Read Rift Online

Authors: Kay Kenyon

Rift (13 page)

The creature was looking over Reeve’s shoulder again, its eyes sunk in their sockets like emeralds in snow. Then, slowly, it clutched its giant fingers over the geode and plucked it from Reeve’s trembling
hands. Finally, with a swift punch, it thumped Reeve in the chest, sending him sprawling onto his back.

When Reeve gathered himself up again the orthong was loping down the beach, its sack riding easily over its shoulder as though it contained oranges and not a bunch of fifteen-pound stones.

More splashing, and then Marie, Spar, and Loon were at his side, staring after the creature. Marie and Loon crouched down to examine Reeve’s bleeding chest.

He couldn’t speak. The day gleamed preternaturally bright, and the breeze sang with the rich, deep smells of the world. He looked into Loon’s eyes. “I’m sorry,” he heard himself saying. “For what I said.” He turned to look into Marie’s worried face. “Sorry,” he said again.

Spar reached out a hand and pulled him to his feet.

Reeve felt a sharp stab under his fingernail. Swearing, he yanked out a half-inch splinter of wood.

Spar laughed silently, showing his crooked teeth. He continued lashing the pieces of framing wood together, using a length of salvaged rope.

Reeve sucked on his hurt finger, glaring at the claver.

Shaking his head, Spar said: “Guess they don’t teach you how to build rafts up there in the sky, now do they.”

That comment needed no response, or not the response that came immediately to mind. Marie was right. No sense killing each other, no matter how the older man goaded him.
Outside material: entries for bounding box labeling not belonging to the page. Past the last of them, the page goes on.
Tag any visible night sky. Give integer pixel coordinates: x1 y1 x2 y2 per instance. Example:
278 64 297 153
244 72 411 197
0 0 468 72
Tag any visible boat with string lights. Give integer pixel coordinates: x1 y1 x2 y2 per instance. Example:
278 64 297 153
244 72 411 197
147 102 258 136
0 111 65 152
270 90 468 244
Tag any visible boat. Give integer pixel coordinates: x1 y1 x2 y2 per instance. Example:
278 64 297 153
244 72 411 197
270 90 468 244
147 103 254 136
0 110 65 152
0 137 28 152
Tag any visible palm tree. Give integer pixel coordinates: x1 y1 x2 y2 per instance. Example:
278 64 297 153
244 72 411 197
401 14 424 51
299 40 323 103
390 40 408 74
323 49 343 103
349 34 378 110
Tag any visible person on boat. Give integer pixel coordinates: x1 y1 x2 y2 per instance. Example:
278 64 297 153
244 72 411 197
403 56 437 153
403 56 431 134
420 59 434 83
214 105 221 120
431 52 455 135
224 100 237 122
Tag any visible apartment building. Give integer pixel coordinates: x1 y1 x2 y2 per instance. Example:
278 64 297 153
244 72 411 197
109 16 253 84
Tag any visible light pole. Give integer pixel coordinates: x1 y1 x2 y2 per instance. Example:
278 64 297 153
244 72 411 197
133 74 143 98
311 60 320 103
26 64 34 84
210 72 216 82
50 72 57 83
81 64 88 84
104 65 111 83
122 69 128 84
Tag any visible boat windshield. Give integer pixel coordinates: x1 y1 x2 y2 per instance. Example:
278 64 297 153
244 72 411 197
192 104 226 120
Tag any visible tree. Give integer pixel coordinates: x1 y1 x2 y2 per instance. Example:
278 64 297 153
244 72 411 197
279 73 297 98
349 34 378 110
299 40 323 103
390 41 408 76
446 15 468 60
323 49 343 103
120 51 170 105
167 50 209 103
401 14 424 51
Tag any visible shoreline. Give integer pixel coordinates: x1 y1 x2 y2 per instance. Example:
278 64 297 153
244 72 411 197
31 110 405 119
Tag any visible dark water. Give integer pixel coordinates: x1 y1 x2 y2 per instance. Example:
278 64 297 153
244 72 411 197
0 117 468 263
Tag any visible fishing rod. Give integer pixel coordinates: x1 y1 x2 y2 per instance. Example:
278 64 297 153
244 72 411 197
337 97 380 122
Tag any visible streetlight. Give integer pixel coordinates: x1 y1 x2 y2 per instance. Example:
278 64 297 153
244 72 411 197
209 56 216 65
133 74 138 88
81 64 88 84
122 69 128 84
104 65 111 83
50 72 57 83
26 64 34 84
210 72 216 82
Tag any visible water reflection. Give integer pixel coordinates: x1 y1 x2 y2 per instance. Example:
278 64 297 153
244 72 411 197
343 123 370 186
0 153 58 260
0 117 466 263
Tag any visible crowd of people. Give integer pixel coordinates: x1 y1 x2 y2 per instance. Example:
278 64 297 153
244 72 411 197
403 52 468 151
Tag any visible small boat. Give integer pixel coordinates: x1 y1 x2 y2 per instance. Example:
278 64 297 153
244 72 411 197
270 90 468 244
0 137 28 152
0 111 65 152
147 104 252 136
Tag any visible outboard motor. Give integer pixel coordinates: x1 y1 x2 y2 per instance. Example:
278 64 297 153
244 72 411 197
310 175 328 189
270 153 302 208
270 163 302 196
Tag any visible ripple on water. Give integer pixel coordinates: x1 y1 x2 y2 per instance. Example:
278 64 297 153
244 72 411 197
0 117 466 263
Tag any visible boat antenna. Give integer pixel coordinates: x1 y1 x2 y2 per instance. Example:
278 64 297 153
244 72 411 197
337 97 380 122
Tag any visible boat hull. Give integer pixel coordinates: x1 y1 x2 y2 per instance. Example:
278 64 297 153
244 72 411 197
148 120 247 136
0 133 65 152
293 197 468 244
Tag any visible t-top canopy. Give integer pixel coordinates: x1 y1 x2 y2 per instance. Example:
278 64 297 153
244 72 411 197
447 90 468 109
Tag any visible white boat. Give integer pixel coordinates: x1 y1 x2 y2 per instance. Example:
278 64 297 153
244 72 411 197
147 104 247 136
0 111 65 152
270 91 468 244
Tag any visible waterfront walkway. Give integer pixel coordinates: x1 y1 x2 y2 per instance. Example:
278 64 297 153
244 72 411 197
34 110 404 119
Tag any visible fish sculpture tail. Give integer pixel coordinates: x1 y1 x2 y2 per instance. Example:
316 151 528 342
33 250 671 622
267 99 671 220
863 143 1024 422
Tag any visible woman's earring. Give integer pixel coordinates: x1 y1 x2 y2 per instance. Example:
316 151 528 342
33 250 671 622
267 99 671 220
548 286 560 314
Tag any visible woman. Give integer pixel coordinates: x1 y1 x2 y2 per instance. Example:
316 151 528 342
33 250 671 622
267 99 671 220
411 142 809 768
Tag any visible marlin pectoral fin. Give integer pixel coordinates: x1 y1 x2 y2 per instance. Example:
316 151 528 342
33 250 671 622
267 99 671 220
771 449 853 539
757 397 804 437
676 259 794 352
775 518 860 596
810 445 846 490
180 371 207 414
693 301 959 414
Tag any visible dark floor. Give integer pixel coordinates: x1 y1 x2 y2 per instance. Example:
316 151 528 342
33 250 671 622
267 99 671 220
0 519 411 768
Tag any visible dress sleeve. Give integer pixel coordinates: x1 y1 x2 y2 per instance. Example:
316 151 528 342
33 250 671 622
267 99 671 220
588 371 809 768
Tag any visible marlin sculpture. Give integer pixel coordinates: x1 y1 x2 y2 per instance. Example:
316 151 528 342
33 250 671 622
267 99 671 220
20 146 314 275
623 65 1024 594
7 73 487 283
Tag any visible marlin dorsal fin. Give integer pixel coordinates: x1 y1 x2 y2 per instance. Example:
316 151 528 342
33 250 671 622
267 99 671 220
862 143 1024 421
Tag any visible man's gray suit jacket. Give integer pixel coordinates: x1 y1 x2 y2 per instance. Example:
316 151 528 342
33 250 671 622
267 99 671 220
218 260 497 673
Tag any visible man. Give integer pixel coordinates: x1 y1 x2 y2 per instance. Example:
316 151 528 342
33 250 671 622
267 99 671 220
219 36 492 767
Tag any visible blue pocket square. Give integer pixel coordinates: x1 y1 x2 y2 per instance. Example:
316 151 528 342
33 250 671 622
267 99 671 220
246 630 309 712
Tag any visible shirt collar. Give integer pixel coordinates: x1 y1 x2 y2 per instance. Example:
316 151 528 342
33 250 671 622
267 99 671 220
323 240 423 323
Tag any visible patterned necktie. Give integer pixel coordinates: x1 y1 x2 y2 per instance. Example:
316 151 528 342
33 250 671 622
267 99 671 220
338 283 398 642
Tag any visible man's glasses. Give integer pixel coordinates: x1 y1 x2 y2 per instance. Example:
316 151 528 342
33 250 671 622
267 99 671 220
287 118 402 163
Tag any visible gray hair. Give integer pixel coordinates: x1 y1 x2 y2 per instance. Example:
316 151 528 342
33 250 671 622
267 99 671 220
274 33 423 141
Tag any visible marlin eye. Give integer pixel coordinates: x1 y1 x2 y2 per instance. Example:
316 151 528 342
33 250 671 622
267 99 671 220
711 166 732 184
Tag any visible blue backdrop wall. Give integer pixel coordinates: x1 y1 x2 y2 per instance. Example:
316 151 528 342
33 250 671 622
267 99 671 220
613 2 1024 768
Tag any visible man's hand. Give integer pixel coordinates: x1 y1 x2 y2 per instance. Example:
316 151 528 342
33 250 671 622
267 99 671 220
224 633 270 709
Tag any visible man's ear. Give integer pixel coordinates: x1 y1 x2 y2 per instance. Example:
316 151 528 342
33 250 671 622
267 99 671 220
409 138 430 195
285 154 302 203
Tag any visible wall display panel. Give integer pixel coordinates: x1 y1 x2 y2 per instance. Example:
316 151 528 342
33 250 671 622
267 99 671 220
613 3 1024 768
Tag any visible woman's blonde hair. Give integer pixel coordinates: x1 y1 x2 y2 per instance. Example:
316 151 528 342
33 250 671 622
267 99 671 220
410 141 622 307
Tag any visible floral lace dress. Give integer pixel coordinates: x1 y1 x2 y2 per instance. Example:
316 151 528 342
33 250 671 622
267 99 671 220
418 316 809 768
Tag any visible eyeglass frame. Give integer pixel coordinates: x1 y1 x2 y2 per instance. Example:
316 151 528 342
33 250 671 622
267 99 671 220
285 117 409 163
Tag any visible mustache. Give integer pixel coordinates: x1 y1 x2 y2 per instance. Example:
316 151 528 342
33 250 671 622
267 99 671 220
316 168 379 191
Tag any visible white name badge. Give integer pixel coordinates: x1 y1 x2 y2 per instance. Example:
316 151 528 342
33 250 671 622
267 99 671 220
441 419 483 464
They had spent the morning and half of yesterday combing the beach for scraps of washed-up or abandoned refuse that could be used for the raft, and their efforts were hugely successful. The beach was strewn liberally with the castoffs of colonist and colonist-turned-claver
civilization; though the rare scraggly trees of the plains offered slim pickings for timber—especially without benefit of an ax—the beach was a storefront of spare parts that might be cobbled together.

They sat on the beach next to a great stack of their gleanings, including sections of half-rotted wooden skiffs, broken sheets of ceramic matrix and scraps of metal, wire, glass, and various broken gadgets that Spar called doodads. They made several hauls, stuffing their finds into the field pack that it was now Reeve’s duty to shoulder. In front of them, the frame of a three-square-yard raft was beginning to emerge from the mound of detritus. Loon and Marie, meanwhile, were off foraging for roots and berries, which might have had less to do with cultural gender roles than Spar’s desire to keep Reeve under guard himself.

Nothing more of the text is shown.